The roads are sealed the whole way (unless you decide to take a detour) and it is well worth the drive to get there.
the lava tubes
The Undara lava tubes were formed by a volcano that erupted 190,000 years ago.
It oozed an estimated 23 kilometres of molten hot lava that travelled along water courses across more than 1550 kms, with one lava flow extending for more than 160kms.
These are the largest lava tubes in the world and undoubtedly the main drawcard for visitors.
Since they are of national significance the government has made the area a national park and given Undara permission to conduct tours.
They are not accessible to the public so you can only see them by going on one of the tours.
(TIP: Book yours tours in advance because they get busy).
There are two tours available, both 3 hours long, which go to different lava tubes:
- The Archway Explorer is the easiest option involving walking through lava tubes on wooden decks
- The Active Explorer requires a bit more agility as you need to walk over rocks, although in most cases there is a rope to hold on to.

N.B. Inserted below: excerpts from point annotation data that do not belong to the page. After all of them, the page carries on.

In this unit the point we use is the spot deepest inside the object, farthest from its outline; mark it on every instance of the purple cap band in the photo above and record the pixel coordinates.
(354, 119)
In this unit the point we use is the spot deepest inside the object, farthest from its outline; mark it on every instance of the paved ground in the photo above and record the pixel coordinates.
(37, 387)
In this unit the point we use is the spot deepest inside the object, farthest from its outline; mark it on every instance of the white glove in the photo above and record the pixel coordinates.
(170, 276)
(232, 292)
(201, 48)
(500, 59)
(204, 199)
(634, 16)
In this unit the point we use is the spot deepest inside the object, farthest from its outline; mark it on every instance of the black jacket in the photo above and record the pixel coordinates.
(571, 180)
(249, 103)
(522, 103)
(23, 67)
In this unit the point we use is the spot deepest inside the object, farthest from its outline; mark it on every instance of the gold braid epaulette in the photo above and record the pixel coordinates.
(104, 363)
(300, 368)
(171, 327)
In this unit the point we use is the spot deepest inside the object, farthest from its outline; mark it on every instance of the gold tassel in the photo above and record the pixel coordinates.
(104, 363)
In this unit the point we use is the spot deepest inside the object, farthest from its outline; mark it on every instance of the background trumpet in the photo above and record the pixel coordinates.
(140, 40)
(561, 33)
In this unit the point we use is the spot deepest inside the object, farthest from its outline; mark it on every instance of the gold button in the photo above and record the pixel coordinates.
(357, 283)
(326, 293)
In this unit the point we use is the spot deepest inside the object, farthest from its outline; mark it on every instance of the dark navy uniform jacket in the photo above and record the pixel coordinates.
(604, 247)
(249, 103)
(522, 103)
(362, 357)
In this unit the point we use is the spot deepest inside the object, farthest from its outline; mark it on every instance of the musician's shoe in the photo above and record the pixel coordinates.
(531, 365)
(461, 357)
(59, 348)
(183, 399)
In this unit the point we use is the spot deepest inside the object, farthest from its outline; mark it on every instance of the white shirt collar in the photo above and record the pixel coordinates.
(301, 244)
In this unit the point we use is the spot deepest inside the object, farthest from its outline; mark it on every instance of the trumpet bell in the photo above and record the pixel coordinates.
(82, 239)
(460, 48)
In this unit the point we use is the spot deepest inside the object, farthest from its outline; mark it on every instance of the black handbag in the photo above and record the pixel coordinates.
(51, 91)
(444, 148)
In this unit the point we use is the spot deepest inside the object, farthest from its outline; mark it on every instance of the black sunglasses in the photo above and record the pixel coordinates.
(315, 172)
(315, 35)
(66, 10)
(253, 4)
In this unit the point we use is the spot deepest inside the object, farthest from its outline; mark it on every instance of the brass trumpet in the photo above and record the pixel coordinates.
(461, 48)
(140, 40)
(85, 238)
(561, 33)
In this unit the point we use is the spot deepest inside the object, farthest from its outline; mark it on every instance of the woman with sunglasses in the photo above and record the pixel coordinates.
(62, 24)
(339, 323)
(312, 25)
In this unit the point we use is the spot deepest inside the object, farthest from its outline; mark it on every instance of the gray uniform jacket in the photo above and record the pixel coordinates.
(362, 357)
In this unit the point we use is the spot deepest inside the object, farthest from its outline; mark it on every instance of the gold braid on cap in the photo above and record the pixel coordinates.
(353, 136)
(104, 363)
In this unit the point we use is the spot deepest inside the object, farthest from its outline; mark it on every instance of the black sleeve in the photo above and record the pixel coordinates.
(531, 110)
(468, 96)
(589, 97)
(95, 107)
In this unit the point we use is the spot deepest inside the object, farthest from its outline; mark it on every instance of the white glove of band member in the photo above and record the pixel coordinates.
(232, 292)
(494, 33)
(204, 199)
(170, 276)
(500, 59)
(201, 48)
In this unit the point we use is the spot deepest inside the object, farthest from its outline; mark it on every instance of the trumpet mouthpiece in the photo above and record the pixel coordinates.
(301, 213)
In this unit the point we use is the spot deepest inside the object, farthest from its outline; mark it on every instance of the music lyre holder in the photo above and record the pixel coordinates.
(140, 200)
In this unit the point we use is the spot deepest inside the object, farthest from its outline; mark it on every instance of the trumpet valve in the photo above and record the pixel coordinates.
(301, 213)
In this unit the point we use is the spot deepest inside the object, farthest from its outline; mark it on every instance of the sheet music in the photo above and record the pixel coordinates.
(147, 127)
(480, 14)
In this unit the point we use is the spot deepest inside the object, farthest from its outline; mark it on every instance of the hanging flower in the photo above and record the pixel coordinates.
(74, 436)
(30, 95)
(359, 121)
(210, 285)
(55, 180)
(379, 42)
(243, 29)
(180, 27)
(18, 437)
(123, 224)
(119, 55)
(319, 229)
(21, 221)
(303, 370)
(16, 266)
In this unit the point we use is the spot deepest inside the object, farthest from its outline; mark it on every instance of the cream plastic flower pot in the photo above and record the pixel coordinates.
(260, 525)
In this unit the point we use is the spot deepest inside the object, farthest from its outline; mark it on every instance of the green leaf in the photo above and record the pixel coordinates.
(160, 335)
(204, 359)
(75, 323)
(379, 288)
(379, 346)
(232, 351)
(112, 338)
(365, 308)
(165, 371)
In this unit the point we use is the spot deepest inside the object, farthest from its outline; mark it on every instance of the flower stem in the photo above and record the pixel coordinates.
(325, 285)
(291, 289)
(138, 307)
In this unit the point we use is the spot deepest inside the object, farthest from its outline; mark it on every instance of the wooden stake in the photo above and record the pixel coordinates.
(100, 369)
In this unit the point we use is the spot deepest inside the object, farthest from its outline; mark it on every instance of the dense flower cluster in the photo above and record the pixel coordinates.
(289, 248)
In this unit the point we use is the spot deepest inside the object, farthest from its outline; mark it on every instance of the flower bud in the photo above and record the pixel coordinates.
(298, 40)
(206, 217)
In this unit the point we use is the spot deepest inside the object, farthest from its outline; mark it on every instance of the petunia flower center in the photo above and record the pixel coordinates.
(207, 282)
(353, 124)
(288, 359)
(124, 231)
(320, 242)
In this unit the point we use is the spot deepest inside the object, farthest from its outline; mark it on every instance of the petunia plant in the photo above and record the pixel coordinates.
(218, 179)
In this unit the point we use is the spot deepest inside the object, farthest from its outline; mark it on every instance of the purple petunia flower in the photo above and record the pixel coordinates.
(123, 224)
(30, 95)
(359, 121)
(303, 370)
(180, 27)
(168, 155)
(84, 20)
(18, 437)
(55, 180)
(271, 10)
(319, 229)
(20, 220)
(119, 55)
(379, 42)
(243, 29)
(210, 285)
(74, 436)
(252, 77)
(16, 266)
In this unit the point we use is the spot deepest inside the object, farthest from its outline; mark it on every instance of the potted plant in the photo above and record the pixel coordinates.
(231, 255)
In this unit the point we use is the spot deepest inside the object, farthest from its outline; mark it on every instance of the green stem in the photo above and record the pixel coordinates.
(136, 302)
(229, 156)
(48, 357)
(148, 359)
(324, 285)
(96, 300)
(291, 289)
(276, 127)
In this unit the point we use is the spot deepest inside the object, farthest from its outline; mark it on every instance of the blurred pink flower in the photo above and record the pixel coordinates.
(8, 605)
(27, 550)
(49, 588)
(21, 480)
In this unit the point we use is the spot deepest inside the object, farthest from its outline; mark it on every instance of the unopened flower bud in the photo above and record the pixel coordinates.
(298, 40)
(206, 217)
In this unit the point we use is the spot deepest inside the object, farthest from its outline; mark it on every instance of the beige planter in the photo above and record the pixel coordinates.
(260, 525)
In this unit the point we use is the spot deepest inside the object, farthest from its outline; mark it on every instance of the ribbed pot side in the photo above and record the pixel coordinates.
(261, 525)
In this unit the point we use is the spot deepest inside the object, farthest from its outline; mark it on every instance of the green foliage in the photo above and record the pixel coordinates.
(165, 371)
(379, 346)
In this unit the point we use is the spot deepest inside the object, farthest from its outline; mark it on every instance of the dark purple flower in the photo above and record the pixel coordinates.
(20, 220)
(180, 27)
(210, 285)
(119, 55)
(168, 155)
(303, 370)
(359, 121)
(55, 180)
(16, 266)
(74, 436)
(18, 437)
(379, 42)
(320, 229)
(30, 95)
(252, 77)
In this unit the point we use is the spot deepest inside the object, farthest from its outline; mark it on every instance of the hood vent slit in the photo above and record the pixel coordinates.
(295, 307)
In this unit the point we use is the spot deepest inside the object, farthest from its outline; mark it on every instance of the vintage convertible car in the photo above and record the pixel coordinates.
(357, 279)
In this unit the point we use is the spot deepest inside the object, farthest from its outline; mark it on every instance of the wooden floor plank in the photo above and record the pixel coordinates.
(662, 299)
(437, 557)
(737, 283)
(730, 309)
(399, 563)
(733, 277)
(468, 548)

Undara has a camping and caravan park but they also offer a range of accommodation options that really add to the experience.
Probably the most unique option is to stay in an old repurposed railway carriage.
In fact, you’ll notice that many of the buildings at Undara are made from railway carriages including the reception, bar and restaurant.
They have become a part of the character of this place and they are very comfortable to stay in.
If you’re wondering where they came from, the story goes that the owner of Undara noticed the old Queensland Rail carriages sitting around in a disused siding one day and decided to ‘upcycle’ them into this unique style of accommodation.
Each one contains a sitting room, bedroom (with a very comfy queen bed) and a bathroom with a shower.
There is a fridge and tea/coffee making facilities but no TV’s. Who needs a TV with all that scenery to admire!
Another option is to stay in one of the Pioneer Huts.
These are better if you’re travelling with children because they have a queen bed and a sofa bed.
They also have air-con as well as all the basic comforts and nice private verandahs where you can sit and watch the wallabies hop past as well as the abundance of birdlife.
The third option is to stay in a permanent swag tent, which look like something from a Stargate movie set.
These provide basic but comfortable accommodation.
If you’re travelling as a family you can stay in two tents adjoined by a deck in the middle with sink, bar fridge, table and chairs.
One of the biggest highlights of staying at Undara is the bush breakfasts.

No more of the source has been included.